I'm having one of those days where me and Justin just can't get along. This too shall pass. Tomorrow's a new day. Red Lobster tonight was GROSS! I can't believe it. Such a disappointment. Okay so Jersey Shore last night was amazing. It was so good to see all of them again. I seriously feel like I know all of them personally. Sad, right? Hmmm, well I don't think anyone reads these things but if you do, here's a playlist of music you should listen to in your free time.

1. Old School
2. Self Made
3. Slow Grind Music
4. Baddest Bitch
5.

peaceloveandhappiness.

Thursday, August 4, 2011

August 4, 2011

The most amazing thing in the world is when you write something sweet on your boyfriend's wall...and he doesn't reply!
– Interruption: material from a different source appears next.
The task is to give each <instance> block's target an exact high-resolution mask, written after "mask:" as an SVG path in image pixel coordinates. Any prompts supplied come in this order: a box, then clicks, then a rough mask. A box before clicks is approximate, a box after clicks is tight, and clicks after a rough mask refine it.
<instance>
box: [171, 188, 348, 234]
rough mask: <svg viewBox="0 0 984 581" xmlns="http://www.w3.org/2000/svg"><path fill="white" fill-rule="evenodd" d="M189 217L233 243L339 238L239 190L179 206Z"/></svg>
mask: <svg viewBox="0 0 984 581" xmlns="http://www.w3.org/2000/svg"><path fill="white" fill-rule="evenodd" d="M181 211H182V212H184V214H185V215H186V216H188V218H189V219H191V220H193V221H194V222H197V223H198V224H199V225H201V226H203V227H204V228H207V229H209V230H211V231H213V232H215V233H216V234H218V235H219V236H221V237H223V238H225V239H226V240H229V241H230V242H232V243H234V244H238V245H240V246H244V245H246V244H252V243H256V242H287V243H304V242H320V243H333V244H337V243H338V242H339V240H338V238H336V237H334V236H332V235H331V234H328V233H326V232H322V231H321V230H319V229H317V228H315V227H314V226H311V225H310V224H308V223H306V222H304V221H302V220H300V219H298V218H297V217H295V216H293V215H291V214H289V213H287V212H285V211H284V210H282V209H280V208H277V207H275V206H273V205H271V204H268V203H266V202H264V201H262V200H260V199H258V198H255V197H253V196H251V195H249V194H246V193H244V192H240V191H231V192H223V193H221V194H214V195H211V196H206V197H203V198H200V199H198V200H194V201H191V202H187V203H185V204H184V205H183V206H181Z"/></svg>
God, love that. Today was not what I thought it'd be at all. I was slightly disappointed. But, life goes on. I have a lot to do tomorrow. I'm not really sure why I'm still awake, but it'll be okay.

Wednesday, August 3, 2011

August 3, 2011

I just got back from the beach. I'm settled now and everything. I had a great time; especially since I got to spend the trip with the love of my life. ♥ He's amazing. I'm glad to see all my animals again. I can't wait for tomorrow. Me and Justin will be dating for ten months! :) Wooh! I miss him already.